La guerre du Vietnam vue par les Etats-Unis : le sujet de ce roman graphique, présenté ainsi, pourrait sembler avoir été traité dans tous les sens. Pourtant, cette lecture de «  De l’autre côté » risque de vous causer un choc. Il est prudent de signaler que plusieurs planches peuvent impressionner les plus jeunes par leur aspect très cru.

Un point de vue sur les auteurs

Dans l’introduction, le capitaine Dale Dye, consultant militaire dans de nombreux films, souligne combien ce livre est important. Globalement, il oppose ceux qui parlent de la guerre et ceux qui la font. Il souligne que, dans ce livre, c’est ce dernier point de vue que l’on a. Pas de volonté donc d’héroïsation, mais une approche très concrète de la réalité de la guerre du Vietnam. En fin d’ouvrage, on trouve une postface écrite par Jason Aaron qui explique ses motivations familiales à traiter de ce conflit. Elle est suivie par des extraits du journal de voyage au Vietnam de Cameron Stewart en 2005. Il y a enfin un bref carnet de croquis où on voit quelques étapes de réalisation d’une planche de la bande dessinée. 

Deux itinéraires

Les auteurs ont choisi de suivre deux soldats, un dans chaque camp. Du côté américain, le jeune Bill Everett et, du côté vietnamien, Vo Bin Daï. Le premier n’est pas véritablement concerné par le conflit tant qu’il n’a pas été appelé. Pour le second, ce combat est une œuvre d’émancipation et de libération de son pays. De façon classique, on suit donc chacun de ces acteurs tout en imaginant bien qu’ils se trouveront à un moment face à face. Plusieurs scènes sont vues en miroir comme le départ à la guerre. On suit également l’entraînement de chacun avec les humiliations sensées forger le caractère du jeune Everett. 

Les premiers pas au combat

Le jeune Vo Bin Daï se sent porté par le combat qu’il mène tandis que Bill hait déjà le Vietnam alors qu’il est là depuis moins de quinze jours.
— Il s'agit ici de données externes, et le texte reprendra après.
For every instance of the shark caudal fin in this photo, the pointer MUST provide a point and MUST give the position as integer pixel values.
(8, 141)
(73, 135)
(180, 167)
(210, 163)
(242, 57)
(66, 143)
Les premiers combats ont lieu avec la nécessité parfois d’évacuer des soldats blessés. Du côté vietnamien, la malaria cause de nombreux décès. Les auteurs donnent à voir des images assez atroces d’animaux dévorant des restes de soldat.

Les combats au quotidien

Le jeune vietnamien reçoit des tracts largués par l’armée américaine pour dénoncer le communisme mais ceci ne lui parle pas vraiment. Pour lui, il mène un combat pour l’indépendance de son pays. On suit ensuite la vie quotidienne des troupes américaines entre attente et combat. Peu à peu, chacun des deux protagonistes commence à découvrir la dureté de la guerre. Pour Bill Everett, on voit des images qui donnent à penser qu’il est près de basculer dans la folie. Pour Vo Bin Daï, il s’aperçoit que la réalité est différente de ce qu’on lui a raconté autour de la victoire de Dien-Bien-Phu par exemple. 

Par moi l’on va dans la cité des pleurs

Lors d’une attaque, le sergent d’Everett est touché par sa faute. On le voit ensuite lisant une lettre de sa famille, entouré de figures effrayantes correspondants à ces camarades. Il se remémore aussi sa vie d’avant, avec les membres de sa communauté à l’église. Mais, aussitôt, des images effrayantes se superposent à ces temps heureux. De son côté, le jeune Vietnamien aussi imagine ce qu’aurait pu être sa vie sans ce combat. L’attente et les combats se poursuivent jusqu’à ce que la rencontre entre les deux camps intervienne. On ne révélera pas son issue mais elle donne lieu, là encore, à des images dures qui se concluent par une ultime planche à la fois sobre et émouvante.

Ce roman graphique est donc marquant. Comme son titre l’annonce, il envisage la guerre vue du côté américain mais aussi de l’autre côté, celui des Vietnamiens. Les deux personnages sont à la fois très humains et totalement broyés par quelque chose qui les dépasse. Il vous restera sans doute quelques images fortes après avoir refermé la dernière page.